Families on the search for a new home need to pay close attention to the cost of today’s interest rate hike. Mortgage rates are already the highest they’ve been in more than a decade.
The Federal Reserve’s decision to hike interest rates by a half percentage point won’t immediately affect mortgage rates, like it does with credit cards or car loans. But you can expect an increase coming soon.
Experts say that the longer you wait to go under contract on a new home, the more your buying power drags down.
Erin Calabritto is counting down the days until she can close on a home in Angier for her and her son. She searched for homes for sale for the past six months, and every week that went buy, mortgage rates rose.
“It’s not a house hunters era, where you have lots to choose from and plenty of time to make a decision,” she said.
She worked with The Sherry Riano team to get a “mortgage refresh” every time that rate ticked up.
“If you got prequalified 6 months ago and you’re still in the market looking, you were preapproved at a 3%. Now, we’re at 5.5%. So, you want to make sure what your payment is,” said Sherry Riano, a mortgage lender.
Take a look at how much more that monthly mortgage payment is today on a median price home in the Triangle with 20% down.

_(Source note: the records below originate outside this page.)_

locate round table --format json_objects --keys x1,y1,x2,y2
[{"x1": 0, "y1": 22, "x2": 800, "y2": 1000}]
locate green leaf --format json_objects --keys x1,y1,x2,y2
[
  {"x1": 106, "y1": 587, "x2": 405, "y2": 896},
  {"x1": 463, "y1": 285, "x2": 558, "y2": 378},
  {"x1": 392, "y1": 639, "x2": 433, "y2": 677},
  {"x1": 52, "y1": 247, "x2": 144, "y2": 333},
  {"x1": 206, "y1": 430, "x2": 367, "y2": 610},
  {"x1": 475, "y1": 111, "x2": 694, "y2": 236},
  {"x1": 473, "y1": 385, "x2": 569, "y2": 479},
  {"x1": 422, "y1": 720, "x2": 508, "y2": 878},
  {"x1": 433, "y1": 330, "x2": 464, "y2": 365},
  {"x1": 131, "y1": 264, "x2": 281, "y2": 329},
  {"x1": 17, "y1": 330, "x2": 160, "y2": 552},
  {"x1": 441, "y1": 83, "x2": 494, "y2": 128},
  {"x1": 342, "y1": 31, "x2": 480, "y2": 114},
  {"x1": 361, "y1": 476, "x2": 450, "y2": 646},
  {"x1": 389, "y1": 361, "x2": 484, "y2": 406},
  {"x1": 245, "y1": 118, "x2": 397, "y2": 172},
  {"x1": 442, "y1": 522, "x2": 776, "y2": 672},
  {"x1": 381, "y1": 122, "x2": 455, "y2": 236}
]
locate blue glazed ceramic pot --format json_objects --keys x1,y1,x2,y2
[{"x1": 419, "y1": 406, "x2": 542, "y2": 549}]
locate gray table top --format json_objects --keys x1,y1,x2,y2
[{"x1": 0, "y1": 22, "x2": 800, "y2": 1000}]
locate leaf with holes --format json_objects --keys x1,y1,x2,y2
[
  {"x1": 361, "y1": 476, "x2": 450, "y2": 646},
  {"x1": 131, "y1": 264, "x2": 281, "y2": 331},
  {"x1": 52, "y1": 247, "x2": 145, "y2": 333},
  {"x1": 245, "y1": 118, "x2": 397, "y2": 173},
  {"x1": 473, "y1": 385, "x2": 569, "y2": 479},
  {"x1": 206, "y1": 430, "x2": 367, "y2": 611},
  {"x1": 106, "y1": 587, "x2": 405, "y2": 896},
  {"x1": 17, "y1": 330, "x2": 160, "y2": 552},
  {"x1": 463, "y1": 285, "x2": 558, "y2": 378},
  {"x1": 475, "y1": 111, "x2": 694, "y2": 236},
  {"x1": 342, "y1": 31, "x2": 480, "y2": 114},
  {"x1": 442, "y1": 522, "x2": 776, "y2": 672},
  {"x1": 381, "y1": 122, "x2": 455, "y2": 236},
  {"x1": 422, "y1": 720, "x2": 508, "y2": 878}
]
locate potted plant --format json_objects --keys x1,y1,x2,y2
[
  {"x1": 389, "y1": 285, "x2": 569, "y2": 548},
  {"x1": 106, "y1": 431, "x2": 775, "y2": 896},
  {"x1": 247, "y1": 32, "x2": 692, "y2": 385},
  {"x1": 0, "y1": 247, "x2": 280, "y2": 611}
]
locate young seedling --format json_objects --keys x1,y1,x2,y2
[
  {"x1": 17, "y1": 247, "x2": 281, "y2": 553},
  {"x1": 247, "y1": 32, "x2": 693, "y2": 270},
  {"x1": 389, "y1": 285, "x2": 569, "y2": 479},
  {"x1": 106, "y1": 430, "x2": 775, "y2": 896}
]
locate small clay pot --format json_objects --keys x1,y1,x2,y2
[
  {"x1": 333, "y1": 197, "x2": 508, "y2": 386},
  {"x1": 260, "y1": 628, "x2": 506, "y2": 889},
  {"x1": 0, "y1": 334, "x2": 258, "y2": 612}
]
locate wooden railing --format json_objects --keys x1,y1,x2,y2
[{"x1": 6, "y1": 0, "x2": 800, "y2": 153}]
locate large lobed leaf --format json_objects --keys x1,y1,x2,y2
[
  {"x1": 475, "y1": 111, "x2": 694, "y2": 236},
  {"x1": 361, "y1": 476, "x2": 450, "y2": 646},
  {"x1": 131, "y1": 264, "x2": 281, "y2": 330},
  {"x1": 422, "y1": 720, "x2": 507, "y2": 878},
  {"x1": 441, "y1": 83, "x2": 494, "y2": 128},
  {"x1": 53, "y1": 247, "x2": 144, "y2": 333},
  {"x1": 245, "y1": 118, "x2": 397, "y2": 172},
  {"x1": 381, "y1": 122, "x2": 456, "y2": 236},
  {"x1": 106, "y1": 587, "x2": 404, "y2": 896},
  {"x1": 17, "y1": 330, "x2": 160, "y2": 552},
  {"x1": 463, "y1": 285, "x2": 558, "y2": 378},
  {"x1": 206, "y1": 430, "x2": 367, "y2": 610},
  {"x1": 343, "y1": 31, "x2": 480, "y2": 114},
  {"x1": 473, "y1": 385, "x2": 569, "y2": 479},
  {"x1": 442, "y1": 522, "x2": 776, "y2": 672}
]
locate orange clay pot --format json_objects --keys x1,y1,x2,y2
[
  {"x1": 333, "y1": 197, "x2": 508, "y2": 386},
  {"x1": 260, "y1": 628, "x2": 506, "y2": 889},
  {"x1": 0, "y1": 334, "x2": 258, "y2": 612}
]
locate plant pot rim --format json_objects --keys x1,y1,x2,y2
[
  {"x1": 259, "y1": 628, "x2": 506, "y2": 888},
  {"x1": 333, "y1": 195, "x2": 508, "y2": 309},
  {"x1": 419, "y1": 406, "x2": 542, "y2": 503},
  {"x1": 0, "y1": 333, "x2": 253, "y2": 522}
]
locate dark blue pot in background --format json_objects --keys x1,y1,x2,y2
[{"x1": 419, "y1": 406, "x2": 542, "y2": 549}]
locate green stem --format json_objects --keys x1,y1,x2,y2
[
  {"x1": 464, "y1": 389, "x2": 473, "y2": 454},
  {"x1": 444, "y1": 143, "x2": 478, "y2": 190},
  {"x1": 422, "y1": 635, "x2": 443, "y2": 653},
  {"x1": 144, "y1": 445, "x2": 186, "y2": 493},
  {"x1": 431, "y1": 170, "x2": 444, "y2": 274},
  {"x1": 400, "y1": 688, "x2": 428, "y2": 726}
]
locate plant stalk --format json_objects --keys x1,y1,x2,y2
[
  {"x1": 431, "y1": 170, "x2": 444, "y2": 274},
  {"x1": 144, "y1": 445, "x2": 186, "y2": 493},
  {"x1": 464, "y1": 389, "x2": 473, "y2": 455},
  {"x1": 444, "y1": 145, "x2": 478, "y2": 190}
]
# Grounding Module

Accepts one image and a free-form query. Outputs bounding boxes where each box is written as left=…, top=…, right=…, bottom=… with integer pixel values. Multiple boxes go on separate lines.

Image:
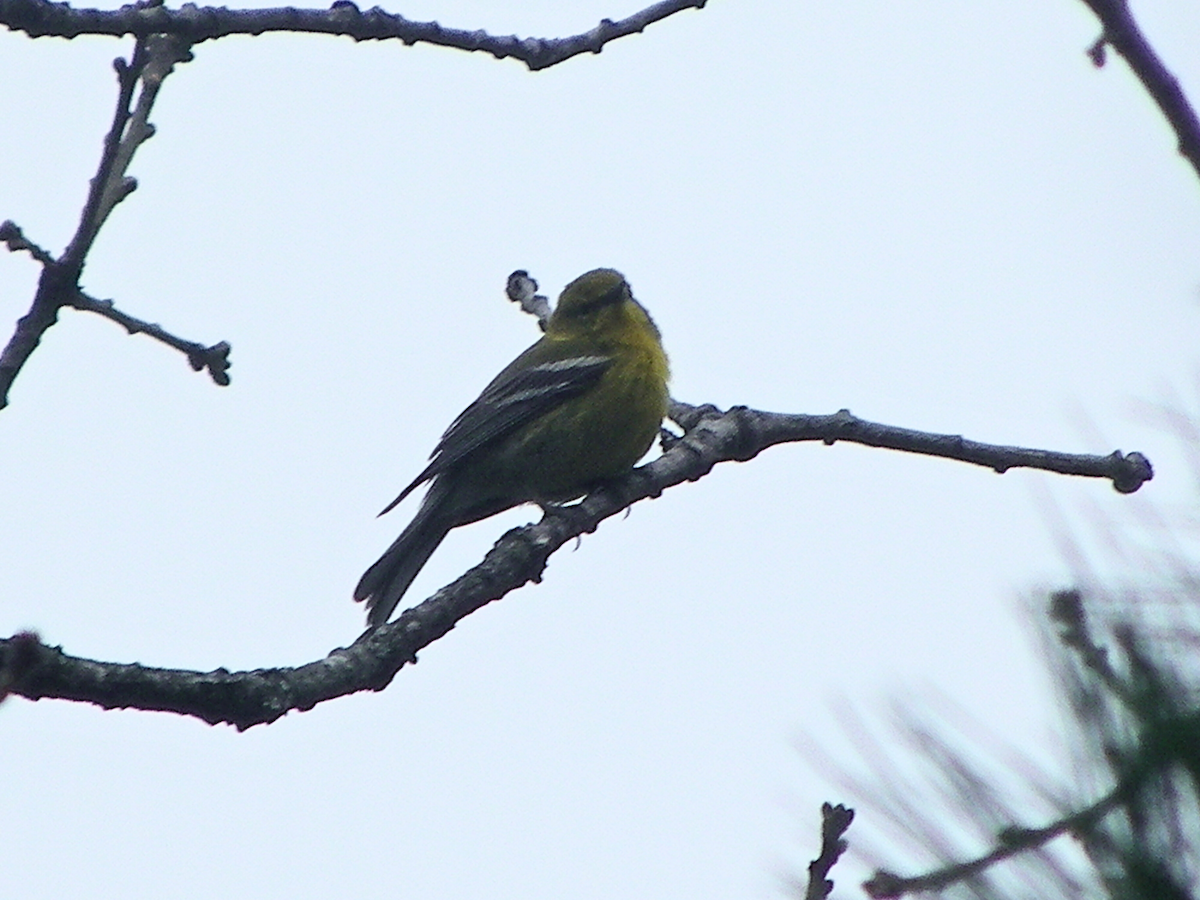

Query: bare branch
left=1084, top=0, right=1200, bottom=183
left=0, top=218, right=54, bottom=265
left=0, top=0, right=707, bottom=71
left=670, top=402, right=1154, bottom=493
left=0, top=36, right=192, bottom=409
left=0, top=221, right=233, bottom=386
left=70, top=290, right=233, bottom=388
left=0, top=402, right=1150, bottom=730
left=804, top=803, right=854, bottom=900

You’d take out a loan of $320,000. At the 2.98% rate a year ago, the monthly payment was $1,756.
It’s $2,227 at today’s 5.5% rate — $471 more each month.
And over time, that interest adds up. A buyer last year will pay close to $62,000 over 7 years. Today’s buyer is paying nearly $117,000 in interest at the higher mortgage rate.
“If we see a difference in interest rates that increase on a mortgage side by half a point, you’re talking about an additional $100 a month in your mortgage payment,” Riano said.
Riano tells buyers in the Triangle to not be scared off by mortgage rates climbing.
“We’re still at an historical low rate even at 5.5%,” she said. “It’s an amazing time with the appreciation in our market and these rates to purchase.”